QUEM MEXEU NA MINHA ÁGUA?
Meu saudoso pai sempre me ensinou (na verdade me ensinou uma só vez, e o trago por toda minha vida) que nunca devemos mexer nas coisas que não nos pertencem. Mas parece que certos valores se perdem com o tempo, ou talvez sejam apenas relativos à cultura, sei lá! Quando adolescente aprendi ser certo não aceitar coisas erradas, hoje, entretanto, errado é não aceitá-las como certas.
O que dizer da honestidade? “Coisa rara!” –há quem diga- “deve-se prestar homenagem a pessoa honesta”- como fizeram certo tempo homenageando um mendigo por ter devolvido o dinheiro que encontrou no meio do lixo, enquanto procurava seu alimento. Tal dinheiro era referente ao pagamento do resgate da filha do então governador, creio eu (minha memória não é muito boa, assim como alguns valores se perder am na sociedade, alguns fatos que ocorreram quando eu era criança também se desintegrou com o passar dos anos). A recompensa foi um jantar com a tal figura ilustre (melhor seria chamá-lo: tosco), no outro dia o mendigo foi buscar, nos restos do jantar anterior, seu almoço. Que homenagem! Que desumano!
Outra pessoa devolveu os valores encontrados na lata de lixo, fruto de um assalto a uma determinada “casa lotérica”. Ele poderia ter escolhido ficar com o dinheiro que o ajudaria economicamente, uma vez que estava desempregado, mas preferiu devolvê-lo.

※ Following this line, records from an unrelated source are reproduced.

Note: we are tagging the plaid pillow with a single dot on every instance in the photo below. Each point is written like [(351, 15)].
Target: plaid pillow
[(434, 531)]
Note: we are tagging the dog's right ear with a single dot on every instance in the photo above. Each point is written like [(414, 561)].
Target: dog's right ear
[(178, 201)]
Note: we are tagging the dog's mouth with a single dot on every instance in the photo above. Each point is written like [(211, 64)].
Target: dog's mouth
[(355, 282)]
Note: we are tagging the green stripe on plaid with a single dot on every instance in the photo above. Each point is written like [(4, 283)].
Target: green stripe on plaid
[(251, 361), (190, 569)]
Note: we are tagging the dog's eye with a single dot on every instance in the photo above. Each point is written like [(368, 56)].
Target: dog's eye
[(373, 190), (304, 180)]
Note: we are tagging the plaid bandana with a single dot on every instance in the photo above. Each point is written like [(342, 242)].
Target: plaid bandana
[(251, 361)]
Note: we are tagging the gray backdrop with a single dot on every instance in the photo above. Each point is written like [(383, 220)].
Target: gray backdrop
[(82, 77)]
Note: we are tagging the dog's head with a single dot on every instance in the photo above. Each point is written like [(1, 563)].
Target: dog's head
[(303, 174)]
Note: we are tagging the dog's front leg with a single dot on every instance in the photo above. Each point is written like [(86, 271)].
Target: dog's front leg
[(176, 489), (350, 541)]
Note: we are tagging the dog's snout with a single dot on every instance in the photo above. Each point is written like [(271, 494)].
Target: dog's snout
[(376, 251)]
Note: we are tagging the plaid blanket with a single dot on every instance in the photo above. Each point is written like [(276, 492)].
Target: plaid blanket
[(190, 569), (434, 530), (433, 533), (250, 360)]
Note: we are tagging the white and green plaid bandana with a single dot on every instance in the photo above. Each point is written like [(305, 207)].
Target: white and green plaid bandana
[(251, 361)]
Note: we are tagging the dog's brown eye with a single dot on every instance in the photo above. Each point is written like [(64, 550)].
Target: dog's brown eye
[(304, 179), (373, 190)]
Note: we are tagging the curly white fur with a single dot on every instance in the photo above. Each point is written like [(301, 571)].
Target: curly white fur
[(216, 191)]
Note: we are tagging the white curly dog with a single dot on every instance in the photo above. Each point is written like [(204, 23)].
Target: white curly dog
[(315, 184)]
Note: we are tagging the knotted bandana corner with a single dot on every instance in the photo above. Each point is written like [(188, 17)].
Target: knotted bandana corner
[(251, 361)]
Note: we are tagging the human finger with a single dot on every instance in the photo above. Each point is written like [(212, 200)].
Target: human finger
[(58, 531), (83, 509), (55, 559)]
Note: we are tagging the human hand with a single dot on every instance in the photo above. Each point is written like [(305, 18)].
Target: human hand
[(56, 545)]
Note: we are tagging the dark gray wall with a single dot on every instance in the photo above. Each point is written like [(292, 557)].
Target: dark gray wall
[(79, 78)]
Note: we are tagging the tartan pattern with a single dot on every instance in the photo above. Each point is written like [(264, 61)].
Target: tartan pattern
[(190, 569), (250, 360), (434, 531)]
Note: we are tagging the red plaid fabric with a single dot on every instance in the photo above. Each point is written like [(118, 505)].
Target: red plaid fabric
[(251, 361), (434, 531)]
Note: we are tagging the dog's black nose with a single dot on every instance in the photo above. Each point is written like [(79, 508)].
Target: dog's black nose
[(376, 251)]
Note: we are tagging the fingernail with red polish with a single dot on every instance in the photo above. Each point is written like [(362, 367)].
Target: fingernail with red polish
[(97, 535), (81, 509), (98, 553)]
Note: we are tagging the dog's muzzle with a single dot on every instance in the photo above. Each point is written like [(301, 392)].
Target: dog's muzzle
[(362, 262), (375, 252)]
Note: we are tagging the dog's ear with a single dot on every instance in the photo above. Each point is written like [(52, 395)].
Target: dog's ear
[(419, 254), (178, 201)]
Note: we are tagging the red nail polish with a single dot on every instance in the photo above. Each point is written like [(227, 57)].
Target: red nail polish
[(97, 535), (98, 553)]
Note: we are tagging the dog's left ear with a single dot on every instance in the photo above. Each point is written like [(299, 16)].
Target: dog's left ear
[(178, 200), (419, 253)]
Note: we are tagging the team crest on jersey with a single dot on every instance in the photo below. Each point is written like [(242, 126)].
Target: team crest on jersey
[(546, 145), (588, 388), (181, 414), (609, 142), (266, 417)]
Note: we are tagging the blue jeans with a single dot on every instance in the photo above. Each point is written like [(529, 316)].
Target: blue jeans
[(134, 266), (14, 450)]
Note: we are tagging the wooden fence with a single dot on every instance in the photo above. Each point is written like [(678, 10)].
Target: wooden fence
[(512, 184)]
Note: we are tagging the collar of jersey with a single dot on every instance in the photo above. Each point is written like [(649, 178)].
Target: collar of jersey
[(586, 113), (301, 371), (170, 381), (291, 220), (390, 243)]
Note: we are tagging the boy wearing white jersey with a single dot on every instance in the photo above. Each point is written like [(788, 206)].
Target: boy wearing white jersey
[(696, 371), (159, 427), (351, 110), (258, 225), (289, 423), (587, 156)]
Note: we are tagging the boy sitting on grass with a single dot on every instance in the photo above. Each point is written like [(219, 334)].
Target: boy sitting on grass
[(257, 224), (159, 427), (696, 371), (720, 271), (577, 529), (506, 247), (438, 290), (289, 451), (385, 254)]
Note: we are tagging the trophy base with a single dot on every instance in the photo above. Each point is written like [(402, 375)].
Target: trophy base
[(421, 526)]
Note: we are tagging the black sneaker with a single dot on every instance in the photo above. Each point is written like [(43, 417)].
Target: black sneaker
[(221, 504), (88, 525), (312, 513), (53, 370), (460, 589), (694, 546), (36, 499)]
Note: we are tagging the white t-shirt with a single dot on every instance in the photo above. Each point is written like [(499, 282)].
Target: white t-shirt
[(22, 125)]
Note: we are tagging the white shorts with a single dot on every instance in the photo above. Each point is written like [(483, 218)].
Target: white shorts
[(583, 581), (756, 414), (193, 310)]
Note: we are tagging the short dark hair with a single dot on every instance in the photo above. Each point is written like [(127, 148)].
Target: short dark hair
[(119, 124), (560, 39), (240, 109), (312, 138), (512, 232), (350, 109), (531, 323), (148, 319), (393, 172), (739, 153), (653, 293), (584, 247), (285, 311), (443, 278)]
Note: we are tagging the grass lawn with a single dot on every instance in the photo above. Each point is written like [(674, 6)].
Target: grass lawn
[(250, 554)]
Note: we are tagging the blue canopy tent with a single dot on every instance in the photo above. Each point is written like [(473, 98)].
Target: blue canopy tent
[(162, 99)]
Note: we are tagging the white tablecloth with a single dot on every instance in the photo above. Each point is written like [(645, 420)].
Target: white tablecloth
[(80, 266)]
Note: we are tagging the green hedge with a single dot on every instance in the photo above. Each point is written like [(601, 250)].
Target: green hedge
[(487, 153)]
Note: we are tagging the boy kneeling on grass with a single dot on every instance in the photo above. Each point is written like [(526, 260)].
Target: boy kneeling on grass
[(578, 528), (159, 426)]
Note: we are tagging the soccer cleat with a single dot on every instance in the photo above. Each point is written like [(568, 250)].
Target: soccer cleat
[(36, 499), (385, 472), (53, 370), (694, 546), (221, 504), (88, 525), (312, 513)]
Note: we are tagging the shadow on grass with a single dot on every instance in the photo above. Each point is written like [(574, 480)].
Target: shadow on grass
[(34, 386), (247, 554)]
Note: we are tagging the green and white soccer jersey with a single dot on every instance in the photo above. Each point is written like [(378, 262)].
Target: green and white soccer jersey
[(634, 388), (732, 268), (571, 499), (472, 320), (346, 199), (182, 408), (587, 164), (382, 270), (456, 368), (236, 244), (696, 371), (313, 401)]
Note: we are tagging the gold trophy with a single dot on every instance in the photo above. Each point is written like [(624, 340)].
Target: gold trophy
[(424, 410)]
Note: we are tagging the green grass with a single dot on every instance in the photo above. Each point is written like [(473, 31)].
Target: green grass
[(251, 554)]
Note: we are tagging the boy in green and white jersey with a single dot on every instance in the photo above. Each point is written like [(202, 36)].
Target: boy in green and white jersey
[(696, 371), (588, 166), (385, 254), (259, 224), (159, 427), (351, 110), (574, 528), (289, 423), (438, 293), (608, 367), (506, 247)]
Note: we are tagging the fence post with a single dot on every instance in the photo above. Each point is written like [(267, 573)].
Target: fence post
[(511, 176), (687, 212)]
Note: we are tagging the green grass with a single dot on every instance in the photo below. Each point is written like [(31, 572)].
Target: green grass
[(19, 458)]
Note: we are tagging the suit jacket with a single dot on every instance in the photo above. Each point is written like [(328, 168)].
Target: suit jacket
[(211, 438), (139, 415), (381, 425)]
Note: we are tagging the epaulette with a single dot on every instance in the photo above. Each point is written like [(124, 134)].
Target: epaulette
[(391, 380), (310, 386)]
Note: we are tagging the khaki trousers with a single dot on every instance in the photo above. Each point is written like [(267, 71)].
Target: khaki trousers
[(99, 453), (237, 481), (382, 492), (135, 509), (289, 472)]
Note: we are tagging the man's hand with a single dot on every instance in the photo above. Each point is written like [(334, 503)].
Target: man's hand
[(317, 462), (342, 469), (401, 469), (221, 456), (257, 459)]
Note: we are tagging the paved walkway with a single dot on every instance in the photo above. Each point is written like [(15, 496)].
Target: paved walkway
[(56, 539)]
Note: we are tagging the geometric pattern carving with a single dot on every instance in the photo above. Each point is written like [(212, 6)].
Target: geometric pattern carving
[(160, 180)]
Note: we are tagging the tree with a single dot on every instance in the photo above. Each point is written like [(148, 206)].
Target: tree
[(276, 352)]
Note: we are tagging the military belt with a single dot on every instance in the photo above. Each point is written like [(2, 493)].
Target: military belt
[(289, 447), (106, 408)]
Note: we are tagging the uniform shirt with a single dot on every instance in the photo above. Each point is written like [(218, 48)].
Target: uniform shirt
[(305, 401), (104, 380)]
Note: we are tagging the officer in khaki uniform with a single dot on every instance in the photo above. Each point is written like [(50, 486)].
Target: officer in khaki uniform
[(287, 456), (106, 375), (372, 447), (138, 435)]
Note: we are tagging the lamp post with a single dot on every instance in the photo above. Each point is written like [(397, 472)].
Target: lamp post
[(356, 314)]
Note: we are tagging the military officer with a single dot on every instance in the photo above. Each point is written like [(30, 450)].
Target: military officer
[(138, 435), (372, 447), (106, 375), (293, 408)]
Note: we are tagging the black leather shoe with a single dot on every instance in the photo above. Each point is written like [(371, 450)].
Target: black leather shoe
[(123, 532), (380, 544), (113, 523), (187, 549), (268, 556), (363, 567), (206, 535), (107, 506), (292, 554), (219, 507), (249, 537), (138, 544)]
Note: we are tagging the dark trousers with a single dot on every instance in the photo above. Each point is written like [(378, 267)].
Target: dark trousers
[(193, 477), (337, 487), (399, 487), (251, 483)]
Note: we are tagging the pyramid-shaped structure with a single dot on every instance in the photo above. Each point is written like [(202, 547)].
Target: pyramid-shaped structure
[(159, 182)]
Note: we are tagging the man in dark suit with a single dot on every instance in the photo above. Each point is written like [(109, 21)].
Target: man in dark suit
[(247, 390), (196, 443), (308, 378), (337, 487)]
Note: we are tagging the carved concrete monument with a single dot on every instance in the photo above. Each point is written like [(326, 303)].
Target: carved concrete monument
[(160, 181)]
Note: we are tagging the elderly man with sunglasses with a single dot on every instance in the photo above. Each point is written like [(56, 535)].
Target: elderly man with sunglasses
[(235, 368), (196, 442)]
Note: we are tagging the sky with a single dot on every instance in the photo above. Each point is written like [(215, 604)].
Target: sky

Atitude honrosa e louvável. Atos como este não precisa de recompensa, espera-se de qualquer ser humano (ser pensante, ético, educado, civilizado, cortês...). Como a justiça divina não falha, uma comunidade religiosa o recompensou com a quantia equivalente, gesto lindíssimo da comunidade, a meu ver, tal atitude caracteriza-se como recompensa (ou resposta) divina, visto que o “camarada” necessitava de uma ajuda financeira.
Talvez chamem as pessoas honestas de “tolos”: - “viu? Foi devolver. Poderia ter melhorado de vida. idiota”. Fato é que o que se espera do ser humano, como algo natural tornou-se tal artificial que nem o reconhecemos como virtude, apenas como tolice.
“É nos pequenos frascos que estão os melhores perfumes”, expressão já desbotada pelo uso corriqueiro; “quem mente, também rouba” (frase que Hei Charles ouviu de sua mãe, quando ele era ainda criança). São nas pequenas atitudes que o caráter se esconde ou se aflora.
Mexer nas coisas que não lhe pertencem é (deveria ser) tão criminoso quanto roubar, se este mexer não se caracterizar roubo, pois na maioria das vezes o é, porém disfarça-se.
Quando cheguei à escola e me dirigi à geladeira para pegar minha água, e não encontrei, lembrei-me de que quando trabalhava em drogaria sempre comprava algo no mercado e o deixava na geladeira da loja, todos poderiam usufruir, sempre franqueava aos colegas de trabalho. Eram desde frutas a alimentos líquidos: refrigerante, leite achocolatado...; e todos se serviam (diferentemente da minha água, um frasco de água mineral que comprei e completei com água filtrada, vale ressaltar que, como o frasco é de uso particular, a ingestão é feita direto no gargalo do frasco), nunca reclamei exceto...
Um dia comprei um vidro de iogurte e, como sempre, franqueie aos colegas. O que deixou revoltado foi saber (não só saber, mas ver) que um descarado, mal-educado, tomava no gargalo, não usava copos ou outro utensílio. Minha atitude foi debitar na minha conta um frasco de um laxante poderosíssimo e despejá-lo desmedidamente na embalagem longa-vida de um achocolatado que comprara.
Os colegas foram avisados, menos ele, que foi promovido à realeza por dois dias –pelo menos ficou sentado no trono durante um tempo, creio que refletindo sobre vários assuntos.
Pois é, mexer nas coisas que não lhe pertence pode lhe causar grande dor-de-cabeça, ou de barriga.